Professor Bill Dutton, Director of the Oxford Internet Institute speaks at a lecture organised by the Cambridge Digital Humanities Network.

The lecture is free to attend and open to all, but please email Dr Anne Alexander raa43[at]cam.ac.uk to book a place.

Abstract

Sceptics have challenged utopian perspectives on the role of the Internet in democratic political processes. These critiques can be useful, but often fail to understand the very real impact of enabling individuals to network in new ways. The rise of the press, radio, television and other mass media created an independent institution: the ‘Fourth Estate’, central to pluralist democratic processes. However, the growing use of the Internet and related technologies enables the networking of individuals in ways that create a new source of accountability not only in government and politics, but also in other sectors. How does the Internet create a space for this new form of social accountability? Is it indeed enabling a ‘Fifth Estate’?

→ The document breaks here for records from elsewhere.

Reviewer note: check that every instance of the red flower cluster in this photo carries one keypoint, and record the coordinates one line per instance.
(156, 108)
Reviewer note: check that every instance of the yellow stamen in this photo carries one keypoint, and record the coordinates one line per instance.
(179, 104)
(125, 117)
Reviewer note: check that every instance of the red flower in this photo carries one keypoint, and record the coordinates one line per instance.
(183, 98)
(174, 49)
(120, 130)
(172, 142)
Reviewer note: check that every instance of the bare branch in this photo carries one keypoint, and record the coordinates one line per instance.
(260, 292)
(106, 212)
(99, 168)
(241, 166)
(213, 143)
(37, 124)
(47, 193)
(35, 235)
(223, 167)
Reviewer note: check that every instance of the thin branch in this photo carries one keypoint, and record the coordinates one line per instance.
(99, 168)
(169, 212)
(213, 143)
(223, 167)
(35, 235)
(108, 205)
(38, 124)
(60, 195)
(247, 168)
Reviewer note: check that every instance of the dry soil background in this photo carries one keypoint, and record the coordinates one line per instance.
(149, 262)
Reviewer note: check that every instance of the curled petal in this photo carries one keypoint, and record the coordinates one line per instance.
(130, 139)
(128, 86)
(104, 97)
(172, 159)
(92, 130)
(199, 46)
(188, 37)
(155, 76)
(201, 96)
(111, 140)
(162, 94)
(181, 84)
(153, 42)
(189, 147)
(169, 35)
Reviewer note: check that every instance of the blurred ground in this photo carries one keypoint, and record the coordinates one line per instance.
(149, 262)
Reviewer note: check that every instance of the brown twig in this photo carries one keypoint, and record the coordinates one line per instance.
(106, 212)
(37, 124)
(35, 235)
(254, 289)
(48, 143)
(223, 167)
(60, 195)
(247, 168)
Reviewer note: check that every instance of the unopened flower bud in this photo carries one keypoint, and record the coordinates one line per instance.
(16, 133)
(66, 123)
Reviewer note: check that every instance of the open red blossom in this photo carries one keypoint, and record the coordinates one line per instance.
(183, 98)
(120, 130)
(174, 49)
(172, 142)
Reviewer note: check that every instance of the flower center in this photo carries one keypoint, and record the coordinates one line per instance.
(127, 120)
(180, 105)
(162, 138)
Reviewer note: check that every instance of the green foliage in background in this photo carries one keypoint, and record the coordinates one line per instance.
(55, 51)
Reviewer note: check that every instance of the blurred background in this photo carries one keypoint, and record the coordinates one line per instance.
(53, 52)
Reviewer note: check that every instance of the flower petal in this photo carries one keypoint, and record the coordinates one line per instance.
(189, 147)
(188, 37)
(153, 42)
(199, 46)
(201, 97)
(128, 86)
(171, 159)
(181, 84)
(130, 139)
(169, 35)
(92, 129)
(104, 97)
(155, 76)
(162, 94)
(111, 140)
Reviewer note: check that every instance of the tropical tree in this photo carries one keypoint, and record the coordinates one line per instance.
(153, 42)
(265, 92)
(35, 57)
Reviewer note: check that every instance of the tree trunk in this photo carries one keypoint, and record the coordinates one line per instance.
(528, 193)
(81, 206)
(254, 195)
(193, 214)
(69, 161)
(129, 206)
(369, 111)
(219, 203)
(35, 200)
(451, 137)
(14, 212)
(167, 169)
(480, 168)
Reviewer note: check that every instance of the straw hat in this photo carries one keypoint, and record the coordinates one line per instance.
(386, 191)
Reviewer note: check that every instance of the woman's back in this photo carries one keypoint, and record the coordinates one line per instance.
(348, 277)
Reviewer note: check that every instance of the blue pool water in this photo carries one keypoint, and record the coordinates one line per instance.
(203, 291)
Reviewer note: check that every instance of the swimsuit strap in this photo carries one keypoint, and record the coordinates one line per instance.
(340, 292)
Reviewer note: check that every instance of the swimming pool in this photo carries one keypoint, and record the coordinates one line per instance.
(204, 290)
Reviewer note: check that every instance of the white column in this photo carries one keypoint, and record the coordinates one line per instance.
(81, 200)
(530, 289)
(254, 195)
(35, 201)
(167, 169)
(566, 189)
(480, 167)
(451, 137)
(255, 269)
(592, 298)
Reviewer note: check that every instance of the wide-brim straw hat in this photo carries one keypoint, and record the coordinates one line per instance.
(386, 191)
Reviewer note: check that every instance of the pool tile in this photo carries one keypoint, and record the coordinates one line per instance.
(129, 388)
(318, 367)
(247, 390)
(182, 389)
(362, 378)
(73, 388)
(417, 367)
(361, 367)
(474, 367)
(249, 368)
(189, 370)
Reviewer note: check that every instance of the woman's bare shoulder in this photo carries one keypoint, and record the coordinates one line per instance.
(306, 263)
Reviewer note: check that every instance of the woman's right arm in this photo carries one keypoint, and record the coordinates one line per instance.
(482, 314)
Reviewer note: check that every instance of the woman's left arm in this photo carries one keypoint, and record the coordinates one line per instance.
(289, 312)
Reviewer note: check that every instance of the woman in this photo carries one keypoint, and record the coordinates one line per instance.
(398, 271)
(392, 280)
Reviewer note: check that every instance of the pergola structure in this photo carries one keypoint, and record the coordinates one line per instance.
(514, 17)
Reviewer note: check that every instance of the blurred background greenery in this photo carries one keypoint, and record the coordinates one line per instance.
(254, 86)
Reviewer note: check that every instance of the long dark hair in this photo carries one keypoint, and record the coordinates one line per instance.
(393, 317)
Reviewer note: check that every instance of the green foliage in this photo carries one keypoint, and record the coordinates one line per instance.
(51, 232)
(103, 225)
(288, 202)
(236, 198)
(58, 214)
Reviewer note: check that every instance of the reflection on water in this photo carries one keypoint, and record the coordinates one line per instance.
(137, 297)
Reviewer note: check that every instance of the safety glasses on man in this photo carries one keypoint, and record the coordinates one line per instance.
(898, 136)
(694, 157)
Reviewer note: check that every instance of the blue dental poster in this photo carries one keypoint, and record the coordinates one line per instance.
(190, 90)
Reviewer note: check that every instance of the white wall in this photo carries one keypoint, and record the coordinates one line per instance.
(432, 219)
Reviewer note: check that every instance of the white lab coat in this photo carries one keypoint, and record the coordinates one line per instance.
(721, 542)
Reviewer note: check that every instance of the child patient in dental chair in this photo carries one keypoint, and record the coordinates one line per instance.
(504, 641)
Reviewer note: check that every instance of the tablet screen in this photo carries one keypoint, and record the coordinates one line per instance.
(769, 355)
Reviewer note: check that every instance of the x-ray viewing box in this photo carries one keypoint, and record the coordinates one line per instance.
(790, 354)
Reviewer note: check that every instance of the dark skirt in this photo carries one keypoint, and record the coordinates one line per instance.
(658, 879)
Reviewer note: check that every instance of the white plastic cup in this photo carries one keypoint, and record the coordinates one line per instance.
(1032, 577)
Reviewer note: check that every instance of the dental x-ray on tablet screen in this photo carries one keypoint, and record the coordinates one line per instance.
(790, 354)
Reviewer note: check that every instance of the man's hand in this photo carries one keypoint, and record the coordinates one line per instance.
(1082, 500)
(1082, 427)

The Internet is a platform for networking individuals in ways that can challenge the influence of other more established bases of institutional authority, and that can be used to increase the accountability of the press, politicians, doctors and academics by offering networked individuals with alternative sources of information and opinion. Questions about the governance of the Fifth Estate are likely to become more prominent as people realize that the Internet is a social phenomenon with broad and substantial implications for political and social accountability, as illustrated by the crisis over WikiLeaks. The development and vitality of the ‘Fifth Estate’ rests less on new policy initiatives than by responding to the strategies of its enemies — the other four estates, and the mob, of the Internet realm.